Nun ist seit vorgestern der Sommer in Deutschland ausgebrochen und wer mit nicht klimatisierten Zügen fährt, der weiß was es heißt, in der Sauna zu sein. Da hilft es auch nichts, wenn man in den Silberlingen die Fenster aufmachen kann, egal wie heiß es ist: Jeder der regelmäßig Zug fährt kennt das: Sobald man ein Fenster öffnet, beschwert sich irgendeine Oma über Zugluft. In jedem Kleinwagen ist eine Klimaanlage heute selbstverständlich, in den Zügen noch lange nicht. Da steht man doch gern im Stau, wenn man wenigstens nicht schwitzen muss und zudem einen Sitzplatz hat. Klar verliert man Zeit, aber wenn der Anschluss (mal wieder) geplatzt ist, kommt man ja auch zu spät. Aber auch anständige und gut verständliche Fahrgastinformationssysteme sind wichtig und damit es die gibt, braucht man Investitionen in gutes Rollmaterial.

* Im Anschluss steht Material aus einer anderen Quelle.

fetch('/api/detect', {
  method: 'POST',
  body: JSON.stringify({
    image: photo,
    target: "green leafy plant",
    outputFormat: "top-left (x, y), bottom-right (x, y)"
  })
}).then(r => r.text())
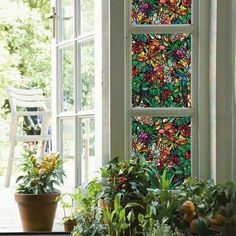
top-left (101, 193), bottom-right (139, 236)
top-left (71, 214), bottom-right (106, 236)
top-left (138, 216), bottom-right (179, 236)
top-left (98, 157), bottom-right (158, 202)
top-left (60, 192), bottom-right (77, 223)
top-left (143, 190), bottom-right (184, 232)
top-left (70, 179), bottom-right (101, 215)
top-left (178, 177), bottom-right (236, 234)
top-left (211, 181), bottom-right (236, 218)
top-left (157, 168), bottom-right (174, 191)
top-left (69, 179), bottom-right (103, 235)
top-left (16, 149), bottom-right (65, 194)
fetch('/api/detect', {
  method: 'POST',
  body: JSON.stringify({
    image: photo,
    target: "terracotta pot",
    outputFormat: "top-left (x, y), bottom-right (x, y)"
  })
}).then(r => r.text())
top-left (63, 219), bottom-right (77, 232)
top-left (15, 192), bottom-right (60, 232)
top-left (98, 199), bottom-right (113, 208)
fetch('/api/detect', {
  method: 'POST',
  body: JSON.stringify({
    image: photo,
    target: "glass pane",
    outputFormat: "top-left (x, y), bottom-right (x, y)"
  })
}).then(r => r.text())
top-left (61, 0), bottom-right (74, 41)
top-left (131, 0), bottom-right (192, 25)
top-left (79, 40), bottom-right (95, 110)
top-left (80, 118), bottom-right (95, 184)
top-left (80, 0), bottom-right (94, 34)
top-left (61, 46), bottom-right (74, 112)
top-left (132, 33), bottom-right (191, 108)
top-left (61, 119), bottom-right (75, 188)
top-left (132, 116), bottom-right (191, 187)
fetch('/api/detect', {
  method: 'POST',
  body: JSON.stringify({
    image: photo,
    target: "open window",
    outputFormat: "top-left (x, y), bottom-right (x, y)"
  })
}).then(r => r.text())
top-left (52, 0), bottom-right (104, 187)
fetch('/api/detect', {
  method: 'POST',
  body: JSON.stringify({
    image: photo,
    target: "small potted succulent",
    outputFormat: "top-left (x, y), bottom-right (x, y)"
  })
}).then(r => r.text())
top-left (15, 148), bottom-right (65, 232)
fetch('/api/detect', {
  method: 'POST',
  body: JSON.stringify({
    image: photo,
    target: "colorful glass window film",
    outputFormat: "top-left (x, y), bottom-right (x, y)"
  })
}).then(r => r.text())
top-left (131, 0), bottom-right (192, 25)
top-left (132, 33), bottom-right (191, 108)
top-left (132, 116), bottom-right (191, 187)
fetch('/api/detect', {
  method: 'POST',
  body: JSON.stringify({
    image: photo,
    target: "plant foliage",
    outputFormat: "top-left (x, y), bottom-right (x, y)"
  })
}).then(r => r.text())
top-left (16, 149), bottom-right (65, 194)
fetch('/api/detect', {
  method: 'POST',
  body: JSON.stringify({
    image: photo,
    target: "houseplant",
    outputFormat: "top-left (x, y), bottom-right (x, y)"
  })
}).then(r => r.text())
top-left (98, 157), bottom-right (158, 203)
top-left (178, 177), bottom-right (225, 235)
top-left (71, 180), bottom-right (106, 236)
top-left (60, 192), bottom-right (78, 232)
top-left (61, 180), bottom-right (101, 232)
top-left (15, 148), bottom-right (65, 232)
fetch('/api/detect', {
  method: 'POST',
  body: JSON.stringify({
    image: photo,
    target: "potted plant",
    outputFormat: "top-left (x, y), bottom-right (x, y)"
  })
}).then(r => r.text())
top-left (178, 177), bottom-right (224, 235)
top-left (138, 169), bottom-right (186, 235)
top-left (102, 193), bottom-right (135, 236)
top-left (60, 192), bottom-right (78, 232)
top-left (71, 213), bottom-right (106, 236)
top-left (209, 181), bottom-right (236, 235)
top-left (96, 157), bottom-right (159, 235)
top-left (61, 180), bottom-right (101, 232)
top-left (71, 180), bottom-right (106, 236)
top-left (138, 215), bottom-right (179, 236)
top-left (15, 149), bottom-right (65, 232)
top-left (98, 157), bottom-right (158, 204)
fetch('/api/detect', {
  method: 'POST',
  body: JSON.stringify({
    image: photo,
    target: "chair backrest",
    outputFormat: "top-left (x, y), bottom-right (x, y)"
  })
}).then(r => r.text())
top-left (7, 87), bottom-right (48, 113)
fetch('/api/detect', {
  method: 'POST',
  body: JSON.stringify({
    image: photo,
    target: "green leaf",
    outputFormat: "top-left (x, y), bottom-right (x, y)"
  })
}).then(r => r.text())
top-left (119, 208), bottom-right (126, 222)
top-left (127, 210), bottom-right (135, 223)
top-left (114, 193), bottom-right (121, 211)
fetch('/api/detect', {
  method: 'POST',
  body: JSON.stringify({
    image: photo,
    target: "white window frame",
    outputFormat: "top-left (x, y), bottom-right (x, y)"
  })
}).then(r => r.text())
top-left (52, 0), bottom-right (106, 187)
top-left (109, 0), bottom-right (210, 180)
top-left (126, 1), bottom-right (199, 177)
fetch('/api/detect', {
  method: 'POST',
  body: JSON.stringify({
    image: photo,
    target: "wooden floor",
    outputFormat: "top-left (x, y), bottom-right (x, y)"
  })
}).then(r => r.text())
top-left (0, 176), bottom-right (64, 233)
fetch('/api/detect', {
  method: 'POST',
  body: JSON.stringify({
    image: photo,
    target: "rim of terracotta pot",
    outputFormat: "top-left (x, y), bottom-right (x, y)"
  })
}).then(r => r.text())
top-left (15, 192), bottom-right (61, 203)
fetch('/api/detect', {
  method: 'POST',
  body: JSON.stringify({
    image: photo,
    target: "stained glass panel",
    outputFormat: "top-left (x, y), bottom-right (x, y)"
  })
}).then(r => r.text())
top-left (132, 33), bottom-right (191, 107)
top-left (132, 116), bottom-right (191, 187)
top-left (131, 0), bottom-right (192, 25)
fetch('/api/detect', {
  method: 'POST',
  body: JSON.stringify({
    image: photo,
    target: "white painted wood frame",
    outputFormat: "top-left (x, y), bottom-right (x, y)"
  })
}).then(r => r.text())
top-left (52, 0), bottom-right (105, 187)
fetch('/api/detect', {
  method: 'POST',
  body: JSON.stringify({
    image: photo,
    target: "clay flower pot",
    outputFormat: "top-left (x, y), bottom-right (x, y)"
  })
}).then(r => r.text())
top-left (63, 218), bottom-right (77, 232)
top-left (15, 192), bottom-right (60, 232)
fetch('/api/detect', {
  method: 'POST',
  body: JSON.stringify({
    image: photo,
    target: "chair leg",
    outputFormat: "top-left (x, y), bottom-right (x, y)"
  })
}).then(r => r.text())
top-left (5, 140), bottom-right (16, 187)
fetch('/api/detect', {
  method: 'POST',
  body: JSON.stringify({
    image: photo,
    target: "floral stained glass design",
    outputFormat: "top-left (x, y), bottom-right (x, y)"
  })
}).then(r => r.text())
top-left (132, 33), bottom-right (191, 107)
top-left (132, 116), bottom-right (191, 187)
top-left (132, 0), bottom-right (192, 25)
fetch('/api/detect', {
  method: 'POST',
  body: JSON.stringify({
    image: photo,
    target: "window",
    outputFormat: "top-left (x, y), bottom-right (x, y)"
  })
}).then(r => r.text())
top-left (124, 0), bottom-right (203, 186)
top-left (53, 0), bottom-right (213, 187)
top-left (53, 0), bottom-right (100, 187)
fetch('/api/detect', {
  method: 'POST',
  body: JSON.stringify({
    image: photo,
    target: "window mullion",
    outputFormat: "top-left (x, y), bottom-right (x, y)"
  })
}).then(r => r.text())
top-left (124, 0), bottom-right (131, 160)
top-left (130, 24), bottom-right (194, 34)
top-left (191, 0), bottom-right (199, 178)
top-left (130, 108), bottom-right (194, 117)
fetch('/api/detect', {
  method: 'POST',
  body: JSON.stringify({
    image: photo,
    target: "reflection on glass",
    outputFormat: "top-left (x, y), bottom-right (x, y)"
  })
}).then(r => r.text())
top-left (79, 40), bottom-right (95, 110)
top-left (80, 118), bottom-right (95, 184)
top-left (61, 119), bottom-right (75, 188)
top-left (80, 0), bottom-right (94, 34)
top-left (61, 46), bottom-right (74, 112)
top-left (61, 0), bottom-right (74, 41)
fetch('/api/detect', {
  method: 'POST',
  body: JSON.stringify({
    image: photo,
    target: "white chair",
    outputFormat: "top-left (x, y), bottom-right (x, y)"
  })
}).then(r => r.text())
top-left (5, 87), bottom-right (52, 187)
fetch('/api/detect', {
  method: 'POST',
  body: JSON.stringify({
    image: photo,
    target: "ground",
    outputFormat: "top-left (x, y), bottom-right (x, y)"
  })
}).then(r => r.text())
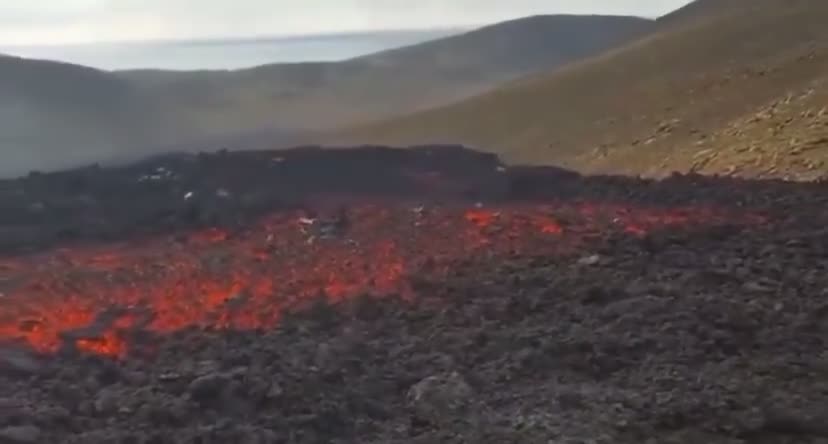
top-left (1, 146), bottom-right (827, 443)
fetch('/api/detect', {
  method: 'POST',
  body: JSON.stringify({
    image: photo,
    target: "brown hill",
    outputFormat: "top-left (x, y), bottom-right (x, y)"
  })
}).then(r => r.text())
top-left (336, 0), bottom-right (828, 180)
top-left (1, 15), bottom-right (653, 176)
top-left (119, 15), bottom-right (652, 138)
top-left (657, 0), bottom-right (747, 23)
top-left (656, 75), bottom-right (828, 180)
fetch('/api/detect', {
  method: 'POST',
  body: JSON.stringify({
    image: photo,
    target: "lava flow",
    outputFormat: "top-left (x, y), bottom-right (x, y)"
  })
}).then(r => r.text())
top-left (0, 200), bottom-right (763, 358)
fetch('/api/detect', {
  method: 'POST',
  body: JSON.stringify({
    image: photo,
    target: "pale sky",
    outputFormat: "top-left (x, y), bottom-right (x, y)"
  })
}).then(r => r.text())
top-left (1, 0), bottom-right (694, 46)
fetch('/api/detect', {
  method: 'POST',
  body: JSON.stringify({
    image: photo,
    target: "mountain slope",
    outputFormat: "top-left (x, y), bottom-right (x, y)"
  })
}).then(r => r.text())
top-left (1, 15), bottom-right (656, 176)
top-left (656, 0), bottom-right (741, 24)
top-left (0, 54), bottom-right (167, 176)
top-left (657, 74), bottom-right (828, 180)
top-left (337, 0), bottom-right (828, 179)
top-left (117, 15), bottom-right (653, 138)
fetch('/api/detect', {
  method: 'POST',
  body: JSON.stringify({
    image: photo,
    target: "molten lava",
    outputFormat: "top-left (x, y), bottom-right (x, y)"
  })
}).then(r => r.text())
top-left (0, 202), bottom-right (761, 357)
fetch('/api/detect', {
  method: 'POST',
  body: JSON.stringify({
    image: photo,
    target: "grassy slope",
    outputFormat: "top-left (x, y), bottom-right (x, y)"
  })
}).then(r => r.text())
top-left (337, 0), bottom-right (828, 180)
top-left (117, 15), bottom-right (653, 138)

Natürlich sollte ein Zug länger als zehn oder zwölf Jahre halten, aber nach so langer Zeit im Einsatz ist eine grundlegende Überarbeitung fällig. Das sieht man ja aktuell an den ET 425 aus den 90er Jahren, die umfassend modernisiert worden sind. Auch bei x-Wagen gab es mal das Konzept S-Bahn plus, das den Einbau einer Klimaanlage, bessere Sitze und Kundeninformationen vorgesehen hat. Nun sind lokbespannte Wagenzüge für den S-Bahnbetrieb jedoch ohnehin ungeeignet. Warum gab es die überhaupt? Ende der 70er Jahre waren Entwürfe eines ET 422 fertig, der nichts mit dem von heute zu tun hatte und statt dessen auf den Olympiatriebzügen basierte, jedoch durchgängig war. Dass dieser nicht gebaut wurde, sondern x-Wagen und Lokomotiven kamen, lag daran, dass man in Nordrhein-Westfalen die Waggon- und Lokomotivindustrie unterstützen wollte. Das wäre nach heutigem Dafürhalten völlig inakzeptabel.

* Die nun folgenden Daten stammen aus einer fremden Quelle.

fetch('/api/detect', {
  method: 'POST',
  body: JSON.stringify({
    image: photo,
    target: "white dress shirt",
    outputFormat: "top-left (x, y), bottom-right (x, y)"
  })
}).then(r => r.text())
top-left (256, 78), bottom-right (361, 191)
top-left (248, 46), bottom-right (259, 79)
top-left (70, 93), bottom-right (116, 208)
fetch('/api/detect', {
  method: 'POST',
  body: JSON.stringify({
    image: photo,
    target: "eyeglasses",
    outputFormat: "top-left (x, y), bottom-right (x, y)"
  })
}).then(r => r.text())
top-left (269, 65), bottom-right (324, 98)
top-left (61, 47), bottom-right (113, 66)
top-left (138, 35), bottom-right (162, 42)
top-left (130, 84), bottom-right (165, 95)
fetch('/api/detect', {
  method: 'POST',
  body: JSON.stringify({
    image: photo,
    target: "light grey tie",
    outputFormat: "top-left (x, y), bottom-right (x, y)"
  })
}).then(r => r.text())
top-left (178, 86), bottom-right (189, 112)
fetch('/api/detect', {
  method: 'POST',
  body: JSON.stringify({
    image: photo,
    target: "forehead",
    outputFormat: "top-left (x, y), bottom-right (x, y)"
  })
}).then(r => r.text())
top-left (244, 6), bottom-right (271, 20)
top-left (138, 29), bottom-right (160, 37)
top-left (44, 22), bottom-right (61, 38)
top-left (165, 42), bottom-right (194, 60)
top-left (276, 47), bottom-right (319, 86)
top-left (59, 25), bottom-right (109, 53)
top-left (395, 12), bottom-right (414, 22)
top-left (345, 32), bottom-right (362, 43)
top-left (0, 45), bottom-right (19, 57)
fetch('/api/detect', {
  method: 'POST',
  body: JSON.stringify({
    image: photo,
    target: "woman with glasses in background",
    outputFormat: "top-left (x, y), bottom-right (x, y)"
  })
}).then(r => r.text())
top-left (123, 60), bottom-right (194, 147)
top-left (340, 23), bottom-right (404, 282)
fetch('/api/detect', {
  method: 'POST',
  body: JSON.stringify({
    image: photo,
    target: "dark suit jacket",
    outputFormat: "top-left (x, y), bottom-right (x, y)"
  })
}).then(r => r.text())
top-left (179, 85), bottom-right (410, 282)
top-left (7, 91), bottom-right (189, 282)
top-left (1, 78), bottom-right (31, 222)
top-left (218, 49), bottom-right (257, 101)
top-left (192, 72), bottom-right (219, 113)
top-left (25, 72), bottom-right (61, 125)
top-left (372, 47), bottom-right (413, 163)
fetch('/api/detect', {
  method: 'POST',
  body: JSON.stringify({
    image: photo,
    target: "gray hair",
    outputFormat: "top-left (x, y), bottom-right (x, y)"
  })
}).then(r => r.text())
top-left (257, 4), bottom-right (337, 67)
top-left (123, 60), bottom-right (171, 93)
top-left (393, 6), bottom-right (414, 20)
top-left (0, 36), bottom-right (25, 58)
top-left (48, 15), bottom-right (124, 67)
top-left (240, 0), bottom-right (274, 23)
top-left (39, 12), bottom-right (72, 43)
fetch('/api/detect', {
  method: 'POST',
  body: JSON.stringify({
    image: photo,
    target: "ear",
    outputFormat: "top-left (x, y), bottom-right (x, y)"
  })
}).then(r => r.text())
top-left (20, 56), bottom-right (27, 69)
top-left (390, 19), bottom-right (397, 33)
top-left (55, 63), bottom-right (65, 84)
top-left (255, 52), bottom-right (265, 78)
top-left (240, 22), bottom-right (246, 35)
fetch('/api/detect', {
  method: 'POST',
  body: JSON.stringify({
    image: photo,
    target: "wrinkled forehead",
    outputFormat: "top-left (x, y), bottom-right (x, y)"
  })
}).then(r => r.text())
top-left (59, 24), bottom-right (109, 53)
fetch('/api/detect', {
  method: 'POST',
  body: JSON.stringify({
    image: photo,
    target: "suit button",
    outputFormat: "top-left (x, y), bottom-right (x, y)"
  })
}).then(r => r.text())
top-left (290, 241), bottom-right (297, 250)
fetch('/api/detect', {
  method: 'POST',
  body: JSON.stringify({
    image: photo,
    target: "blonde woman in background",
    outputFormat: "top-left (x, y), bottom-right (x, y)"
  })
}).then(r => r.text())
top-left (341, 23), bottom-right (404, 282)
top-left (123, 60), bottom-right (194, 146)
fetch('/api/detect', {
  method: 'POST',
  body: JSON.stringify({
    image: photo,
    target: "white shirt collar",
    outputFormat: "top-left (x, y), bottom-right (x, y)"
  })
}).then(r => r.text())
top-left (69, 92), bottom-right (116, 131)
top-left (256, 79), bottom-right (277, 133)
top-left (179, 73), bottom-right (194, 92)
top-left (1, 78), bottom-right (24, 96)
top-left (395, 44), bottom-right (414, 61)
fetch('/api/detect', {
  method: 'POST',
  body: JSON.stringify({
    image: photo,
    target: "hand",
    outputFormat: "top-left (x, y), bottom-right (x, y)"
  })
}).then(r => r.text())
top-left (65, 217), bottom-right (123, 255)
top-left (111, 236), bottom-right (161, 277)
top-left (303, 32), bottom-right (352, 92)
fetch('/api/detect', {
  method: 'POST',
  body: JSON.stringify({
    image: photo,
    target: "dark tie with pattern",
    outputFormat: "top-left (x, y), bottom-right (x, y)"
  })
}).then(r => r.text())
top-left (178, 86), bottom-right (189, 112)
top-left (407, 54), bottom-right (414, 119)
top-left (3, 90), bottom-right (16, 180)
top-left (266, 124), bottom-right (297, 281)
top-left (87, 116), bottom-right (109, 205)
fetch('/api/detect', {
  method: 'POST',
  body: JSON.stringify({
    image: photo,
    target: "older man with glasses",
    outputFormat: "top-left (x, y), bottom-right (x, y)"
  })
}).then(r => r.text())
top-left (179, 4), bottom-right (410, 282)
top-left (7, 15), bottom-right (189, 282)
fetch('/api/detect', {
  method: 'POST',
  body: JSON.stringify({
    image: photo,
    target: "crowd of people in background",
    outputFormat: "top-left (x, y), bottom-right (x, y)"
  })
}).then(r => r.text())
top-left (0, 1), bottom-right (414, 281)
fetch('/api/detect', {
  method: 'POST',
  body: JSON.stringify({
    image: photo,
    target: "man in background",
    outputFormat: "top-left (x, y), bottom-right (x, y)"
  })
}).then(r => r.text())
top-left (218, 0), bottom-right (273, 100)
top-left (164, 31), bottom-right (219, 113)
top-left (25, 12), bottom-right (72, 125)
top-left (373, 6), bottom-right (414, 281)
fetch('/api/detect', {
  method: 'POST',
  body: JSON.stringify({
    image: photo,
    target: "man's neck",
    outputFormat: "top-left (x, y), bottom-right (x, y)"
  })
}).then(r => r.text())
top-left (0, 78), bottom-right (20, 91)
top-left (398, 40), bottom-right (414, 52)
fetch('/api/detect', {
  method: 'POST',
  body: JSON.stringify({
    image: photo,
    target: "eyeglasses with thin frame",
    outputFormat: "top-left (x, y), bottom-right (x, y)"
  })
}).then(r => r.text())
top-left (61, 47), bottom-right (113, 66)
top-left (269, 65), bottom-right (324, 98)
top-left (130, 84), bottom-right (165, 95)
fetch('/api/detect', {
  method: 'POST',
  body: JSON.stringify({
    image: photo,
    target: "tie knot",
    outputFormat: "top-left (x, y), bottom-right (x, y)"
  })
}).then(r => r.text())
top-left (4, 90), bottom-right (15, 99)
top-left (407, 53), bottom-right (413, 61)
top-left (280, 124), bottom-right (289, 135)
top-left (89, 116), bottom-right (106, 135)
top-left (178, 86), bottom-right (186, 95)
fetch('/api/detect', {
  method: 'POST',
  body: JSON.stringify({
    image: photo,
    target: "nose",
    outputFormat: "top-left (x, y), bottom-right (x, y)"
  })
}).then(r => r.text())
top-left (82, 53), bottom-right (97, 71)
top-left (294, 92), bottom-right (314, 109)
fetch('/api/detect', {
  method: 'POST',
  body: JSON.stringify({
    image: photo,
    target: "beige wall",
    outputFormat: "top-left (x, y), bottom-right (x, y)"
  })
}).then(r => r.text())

Die x-Wagen waren von Anfang an nichts anderes als eine Arbeitsbeschaffungsmaßnahme. Trotzdem waren sie damals ein Meilenstein: Es konnte warme und kalte Frischluft in den Fahrgastraum geblasen werden, sie waren stufenfrei erreichbar und kamen ohne Zugbegleiter aus. Trotzdem sind sie heute nicht mehr angemessen. Im Fall der Silberlinge helfen auch keine Redesigns mehr, deren Einsatz ist allenfalls museal noch akzeptabel. Da helfen auch keine statistischen Darlegungen, dass das Rollmaterial im deutschen SPNV angeblich überdurchschnittlich neu sei. Dieser Trend wird sich in den nächsten Jahren zunächst mit Recht fortsetzen, denn der von der Behördenbahn hinterlassene Investitionsstau muss abgearbeitet werden. Es wird Zeit!